Wednesday, September 20, 2017

Denver 2017 - Cityscapes and Architecture, Inkmonstr / The Singing Fat Washer

As stated in Monday's post, I managed to distinguish myself at IBP for the fact that I was so interested in everything happening on the floor.  Why does this go there?  What do they do with this part?  Who uses that?  And, because our duties were very repetitive, I enjoyed telling people that I did not work in an assembly line, but rather a disassembly line.

This overt fascination with the goings-on was blended with the fact that the summer of 1978 was pivotal in other ways for me.  I was truly on my own for the first time.  I was making good money for my college education.  I was cultivating deep friendships in what until then had been a far-away city in which I knew no one.  Most of all, I had embarked on a real Bible study for the first time in my life.

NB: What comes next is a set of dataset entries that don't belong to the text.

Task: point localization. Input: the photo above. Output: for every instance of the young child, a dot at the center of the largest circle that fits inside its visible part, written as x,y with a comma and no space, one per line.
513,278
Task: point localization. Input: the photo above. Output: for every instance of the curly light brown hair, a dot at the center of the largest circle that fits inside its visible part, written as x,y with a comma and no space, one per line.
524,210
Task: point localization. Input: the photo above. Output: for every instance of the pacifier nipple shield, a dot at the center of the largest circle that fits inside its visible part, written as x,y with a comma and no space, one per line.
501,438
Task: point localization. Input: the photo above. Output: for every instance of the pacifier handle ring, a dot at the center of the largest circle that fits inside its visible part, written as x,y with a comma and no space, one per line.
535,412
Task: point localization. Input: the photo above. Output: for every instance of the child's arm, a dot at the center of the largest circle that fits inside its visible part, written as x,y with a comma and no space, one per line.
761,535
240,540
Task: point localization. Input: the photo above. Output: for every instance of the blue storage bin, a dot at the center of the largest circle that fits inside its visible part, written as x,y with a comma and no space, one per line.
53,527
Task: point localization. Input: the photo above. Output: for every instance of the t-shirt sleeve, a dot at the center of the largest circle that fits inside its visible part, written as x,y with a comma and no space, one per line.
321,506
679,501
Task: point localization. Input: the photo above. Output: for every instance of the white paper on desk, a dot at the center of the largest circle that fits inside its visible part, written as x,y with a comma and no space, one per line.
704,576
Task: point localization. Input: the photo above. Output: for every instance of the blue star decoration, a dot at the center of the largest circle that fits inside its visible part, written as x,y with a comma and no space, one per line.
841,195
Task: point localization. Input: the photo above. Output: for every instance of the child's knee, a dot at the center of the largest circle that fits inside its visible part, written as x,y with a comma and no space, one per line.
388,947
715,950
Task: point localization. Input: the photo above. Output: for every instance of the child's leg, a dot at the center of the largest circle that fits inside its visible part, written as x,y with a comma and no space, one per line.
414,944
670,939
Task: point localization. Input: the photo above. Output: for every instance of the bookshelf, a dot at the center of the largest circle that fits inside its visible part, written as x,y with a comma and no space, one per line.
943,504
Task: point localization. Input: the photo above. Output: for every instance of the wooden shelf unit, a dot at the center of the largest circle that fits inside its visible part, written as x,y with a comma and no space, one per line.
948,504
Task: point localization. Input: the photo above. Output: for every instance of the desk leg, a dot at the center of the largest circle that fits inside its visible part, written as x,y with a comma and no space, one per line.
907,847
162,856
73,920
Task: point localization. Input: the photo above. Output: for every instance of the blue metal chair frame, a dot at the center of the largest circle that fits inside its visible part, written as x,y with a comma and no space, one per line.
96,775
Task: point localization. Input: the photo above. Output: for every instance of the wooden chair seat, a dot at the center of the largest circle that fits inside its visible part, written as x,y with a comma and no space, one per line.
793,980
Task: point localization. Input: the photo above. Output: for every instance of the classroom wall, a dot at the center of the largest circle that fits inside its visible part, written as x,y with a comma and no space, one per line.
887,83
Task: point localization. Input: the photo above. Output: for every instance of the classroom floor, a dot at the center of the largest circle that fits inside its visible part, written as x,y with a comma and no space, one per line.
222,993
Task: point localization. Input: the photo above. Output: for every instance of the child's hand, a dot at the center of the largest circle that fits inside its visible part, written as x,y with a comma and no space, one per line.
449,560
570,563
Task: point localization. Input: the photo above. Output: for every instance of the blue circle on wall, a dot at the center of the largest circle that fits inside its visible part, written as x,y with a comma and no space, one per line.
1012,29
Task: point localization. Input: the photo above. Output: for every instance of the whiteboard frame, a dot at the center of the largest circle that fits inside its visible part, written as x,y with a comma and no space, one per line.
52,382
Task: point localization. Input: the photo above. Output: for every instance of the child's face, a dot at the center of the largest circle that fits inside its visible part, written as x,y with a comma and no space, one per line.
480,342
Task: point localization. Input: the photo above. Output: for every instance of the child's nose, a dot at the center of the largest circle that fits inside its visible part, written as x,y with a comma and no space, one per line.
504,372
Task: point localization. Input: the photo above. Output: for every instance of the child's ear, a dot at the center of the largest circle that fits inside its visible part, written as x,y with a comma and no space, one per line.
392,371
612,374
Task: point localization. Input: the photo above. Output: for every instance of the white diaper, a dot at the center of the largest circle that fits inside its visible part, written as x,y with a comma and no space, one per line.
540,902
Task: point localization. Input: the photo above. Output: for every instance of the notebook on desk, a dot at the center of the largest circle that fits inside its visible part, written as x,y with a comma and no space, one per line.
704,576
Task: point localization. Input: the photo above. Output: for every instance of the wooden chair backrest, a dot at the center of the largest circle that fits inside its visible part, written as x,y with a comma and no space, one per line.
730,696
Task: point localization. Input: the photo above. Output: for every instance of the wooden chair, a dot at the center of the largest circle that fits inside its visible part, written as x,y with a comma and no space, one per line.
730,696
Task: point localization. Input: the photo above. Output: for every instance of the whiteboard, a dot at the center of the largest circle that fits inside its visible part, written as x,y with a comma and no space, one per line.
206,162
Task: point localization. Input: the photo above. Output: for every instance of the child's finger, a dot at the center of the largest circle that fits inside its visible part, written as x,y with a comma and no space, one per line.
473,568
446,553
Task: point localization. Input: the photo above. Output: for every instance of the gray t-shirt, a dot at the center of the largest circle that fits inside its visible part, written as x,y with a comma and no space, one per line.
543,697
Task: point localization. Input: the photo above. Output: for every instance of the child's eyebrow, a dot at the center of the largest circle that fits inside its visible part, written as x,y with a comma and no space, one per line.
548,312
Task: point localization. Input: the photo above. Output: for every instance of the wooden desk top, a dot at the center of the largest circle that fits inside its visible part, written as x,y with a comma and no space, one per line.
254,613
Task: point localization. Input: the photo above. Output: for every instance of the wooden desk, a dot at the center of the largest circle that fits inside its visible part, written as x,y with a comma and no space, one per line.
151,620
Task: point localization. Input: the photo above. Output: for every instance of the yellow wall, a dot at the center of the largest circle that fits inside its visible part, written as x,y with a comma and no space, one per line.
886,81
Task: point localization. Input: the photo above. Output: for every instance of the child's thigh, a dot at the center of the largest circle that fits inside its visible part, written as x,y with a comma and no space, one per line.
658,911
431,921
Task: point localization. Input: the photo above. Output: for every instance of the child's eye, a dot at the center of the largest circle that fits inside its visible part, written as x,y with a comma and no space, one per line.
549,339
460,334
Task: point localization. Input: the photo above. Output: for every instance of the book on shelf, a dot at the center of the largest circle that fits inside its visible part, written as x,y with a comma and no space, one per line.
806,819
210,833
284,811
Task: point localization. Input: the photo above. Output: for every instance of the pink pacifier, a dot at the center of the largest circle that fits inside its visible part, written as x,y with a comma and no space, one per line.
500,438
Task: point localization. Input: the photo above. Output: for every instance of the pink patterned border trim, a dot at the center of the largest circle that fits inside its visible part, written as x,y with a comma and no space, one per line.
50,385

All of those things, and more, led to joy.  And what happens to a person when he experiences joy?  He sings!  Yes, one day I found myself singing.  I sang as I washed the fat.  I sang as I carried the buckets of tendon.  I sang in the freezer while spreading pancreas tissue.  And, because the place was a noisy, bustling cacophony, I could do so at the top of my lungs and barely make a dent in the clamor.

This did not go unnoticed by my co-workers.  Some thought I was crazy (possibly true).  It made others smile, this oddball singing at the top of his lungs and apparently enjoying himself on the kill floor of a slaughterhouse.  Yet others saw weakness, and exposed to me the raw edge of hatred.  I learned a few things about human nature in the process.  Regardless of all that, I kept singing.

And so it went in the summer of 1978, that in the unlikeliest of places I found my voice in more ways than one.